ABD'nin TPP'den ayrılması Çin'e alan açacak

Öte yandan Trump'ın kampanya vaatlerinde merkezi yer tutan mevcut ve potansiyel serbest ticaret anlaşmalarına yapılacak müdahaleler, ülkenin en önemli ticari partnerleri olan Kanada, Meksika ve Çin’den başlayarak bütün dünyayı etkileme potansiyeli taşıyor. Özellikle Trump’ın en önemli tehditler sıralamasında başa koyduğu NAFTA, TTIP ve TPP anlaşmalarındaki değişikliklerin, ABD ile birlikte, küresel ölçekte üretim ve ticaret ilişkilerini de önemli ölçüde etkilemesi bekleniyor.

Yürürlüğe girmesi halinde TTIP dünyanın en büyük serbest ticaret bölgesi olmaya aday. Dünya ticaretinin üçte birinden daha fazlasını etkileme potansiyeli bulunan anlaşmanın, Trump ve Brexit sonrasında nasıl bir biçim ve yol alacağı konusu belirsiz bir hal almış durumda. Anlaşmanın imzalanması ABD ve Avrupa ekonomilerine önemli katkılar sunabilecek; anlaşma dışında kalan ülkelerde ise refah azaltıcı etkilere yol açabilecek. Bu açıdan bakıldığında Türkiye de refah kaybı yaşayabilecek ülkeler arasında yer alıyor. ABD’nin TPP’den ayrılması ise en önemli ticari partnerlerinden biri olan Çin’in bölgedeki etkinliğini artırmasına imkan verecek. Böylece Çin, ABD’nin içinde yer almadığı yeni bölgesel işbirliği girişimlerine öncülük ederek, ABD’nin etkinliğini zayıflatma fırsatını yakalamış olacak.

Yüksek gümrük vergileri üzerinden yürürlüğe konulması planlanan korumacı ticaret politikalarının, küresel ölçekte yapılacak misillemelerle dünya ekonomisinde bir resesyonu besleme ihtimali bulunuyor. Korumacı tedbirlerin yürürlüğe konulması ihtimali, şimdiden ABD’ye yoğun ihracat yapan ülkelerin varlıklarına yönelik tedirginlik yaratmış durumda. Koruma taahhüt edilen sektörlerin hisselerinde ise yüksek artışlar görülmekte. Diğer taraftan, ABD’nin yüksek düzeyde ithalat yaptığı dikkate alındığında, Trump’ın yüksek gümrük vergilerini yürürlüğe koymasının kısa vadede tüketici refahı üzerinde doğuracağı olumsuzlukların hesaba katılması gerekiyor.

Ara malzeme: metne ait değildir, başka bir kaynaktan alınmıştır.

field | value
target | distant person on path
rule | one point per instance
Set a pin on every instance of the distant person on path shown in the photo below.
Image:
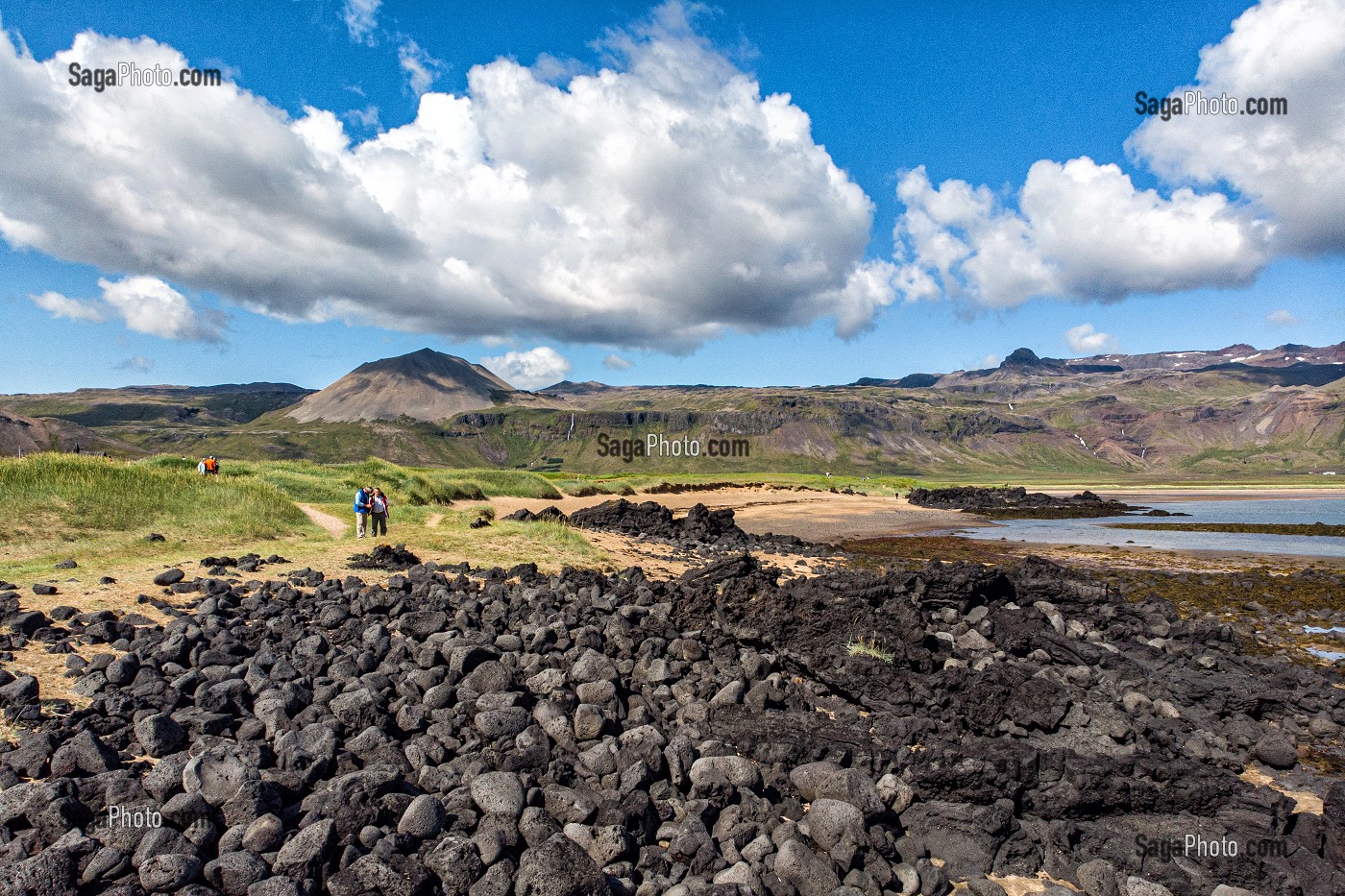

Küresel piyasalarda tedirginlik

Trump’ın küreselleşme karşıtı söylemleri ve henüz bütün unsurlarıyla netleşmemiş olsa da uygulamayı planladığı ekonomi politikaları, küresel piyasalarda tedirginlik yaratıyor. Doların gelişmiş ve gelişmekte olan ülke paraları karşısında önemli ölçüde değer kazanması ve ABD faiz oranlarında artış olasılığının güçlenmesi nedeniyle, gelişmekte olan ülkelerden sermaye çıkışları başlamış durumda. Piyasaların 2017’deki olası faiz artışlarını fiyatlaması halinde, bu çıkışların biraz daha şiddetlenmesi beklenebilir. Nitekim 14 Aralık’ta 10 yıl aradan sonra faiz oranlarında 25 baz puanla ikinci artışı yapan Fed, 2017 için üç faiz artışının olabileceğinin işaretlerini vermişti.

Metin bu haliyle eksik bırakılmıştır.